Lisa Sylvester is an artist who was born in Baltimore, MD and is based in Philadelphia, PA. She holds a BA from Dartmouth College and an MFA from Boston University. 

Her work includes works on paper and painting, and is focused on text. Sylvester has shown nationally at venues which include Morgan Lehman Gallery (NY), Geoffrey Young Gallery (MA), 33 Orchard (NY), LGTripp Gallery (PA), Bridgette Mayer Gallery (PA), and Benjamin Mangel Gallery (PA). She is represented in numerous private collections.  

A past Leeway Foundation grant recipient, Sylvester also teaches at Moore College of Art and the Pennsylvania Academy of the Fine Arts.



In Sylvester's work, text is often the primary trigger that sets into motion the process of constructing an image.

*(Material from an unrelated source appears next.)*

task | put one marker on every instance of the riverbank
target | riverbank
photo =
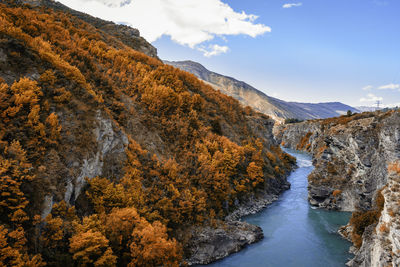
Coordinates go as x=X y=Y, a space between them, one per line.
x=294 y=233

She mines literary sources for sections of text that have strong links to experiences and ideas from her own life, and that also speak to a more universal human condition. These literary sources have included works by Octave Mirbeau, Antonin Artaud, Wilhelm Stekel, Henri Michaux, and most recently, Albert Camus, Alfred de Musset, and Pierre Reverdy.

The text and its meanings are critical to each work. The words are steeped in all the associations that spring from their lives in the verbal world, but they also function as pure visual image. Cerebral underpinnings submerge and resurface as Sylvester takes on the physical and visual process of cajoling a work into existence. As formal concerns vie for attention with intellectual ones, words and phrases are deconstructed and reconstituted in ways that shift original intentions and reveal new layers of meaning.

Several recent works include text from Camus’s novel The Plague and look at ideas of love, hope, and persistence within the framework of human suffering. The text is sourced from a scene in which the novel’s two main characters go for an evening swim in the town’s harbor; for a moment, they escape the daily horrors of battling the plague to celebrate their personal bond. Love becomes a form of liberation, if only momentary, from isolation and suffering. In addition to the text, map-based imagery of the physical setting of the Camus passage (the Port of Oran, Algeria) is present in some of these works.

More generally, Sylvester's work delves into obsession, the concept of the ordeal, perfectionism, and control. Devices used to build the formal structures of these works, such as the grid, repeating patterns, and regular mathematical intervals, arise out of her desire to bring order and a physical logic to chaos, as well as to pin down into a concrete reality the intangible nature of metaphor and fiction.